Sukey didn’t want to help, at first, but the two of them shared a specific sort of pain. During the war, they’d taken a similarly distinct satisfaction in vengeance. When Della’s fury wouldn’t be swayed, Sukey showed her how to draw the circle, line it with salt, and seal it with blood. They spoke the incantations together and weathered the black fire that filled the room.

The woman in the circle looked human but for the feathers lining her arms and the backwards joints of her knees. When Della spoke to her, she bared long fangs and hissed her resentment, but she had willingly answered the summons. She stayed in the circle and listened to Della’s terms. Then she agreed. With Sukey as witness, they crafted the contract, and the demon scrawled her true name in ichor before handing Della the quill. At the final stroke, her name in blood, Della ignited like unholy flame. So did every conspirator involved in burning the Rose to the ground. It was an agony that burned clean, like cauterizing a wound. When it was done, Della felt whole even with another name branded across her soul.

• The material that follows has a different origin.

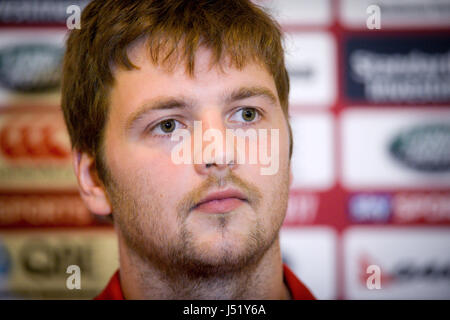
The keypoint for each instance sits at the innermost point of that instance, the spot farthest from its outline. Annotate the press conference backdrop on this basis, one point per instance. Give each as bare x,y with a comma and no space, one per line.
369,105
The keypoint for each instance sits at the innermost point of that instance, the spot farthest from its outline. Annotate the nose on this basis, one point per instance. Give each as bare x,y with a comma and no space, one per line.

She had bargained for more than vengeance. She had demanded restoration, and with the Rose resurrected on the dusty frontier of New Mexico Territory, she would restart her life for the third time.
Powers & Magic

Powers Use

Contract
Della traded her soul to restore the Silk Rose Saloon, originally built in St. Louis, Missouri and destroyed by arson (in what would today have been acknowledged as a hate crime). The contracted demon wasn't quite powerful enough to return everything exactly as it was, so the building now resides in Never thanks to the town's liminal qualities and deep wells of supernatural power. Effectively tied to the saloon, Della can't venture too far away from its physical location before she begins to ignite and burn in its place. She can't leave the town limits of Never.
Sealed by Charlotte Yellowhorse
Miracle
Blessed by
Plotting

Romance

Romance is complicated. Della will sleep with men she finds attractive (and men she doesn't, when the work requires it), but she keeps her distance emotionally. With women, she's more in danger of forming attachments. Her relationship with her mentor, Sukey, blurred the boundaries between romantic and platonic. Distance--and more specifically, Della's inability to leave town--has dimmed the spark somewhat, but their friendship is still strong.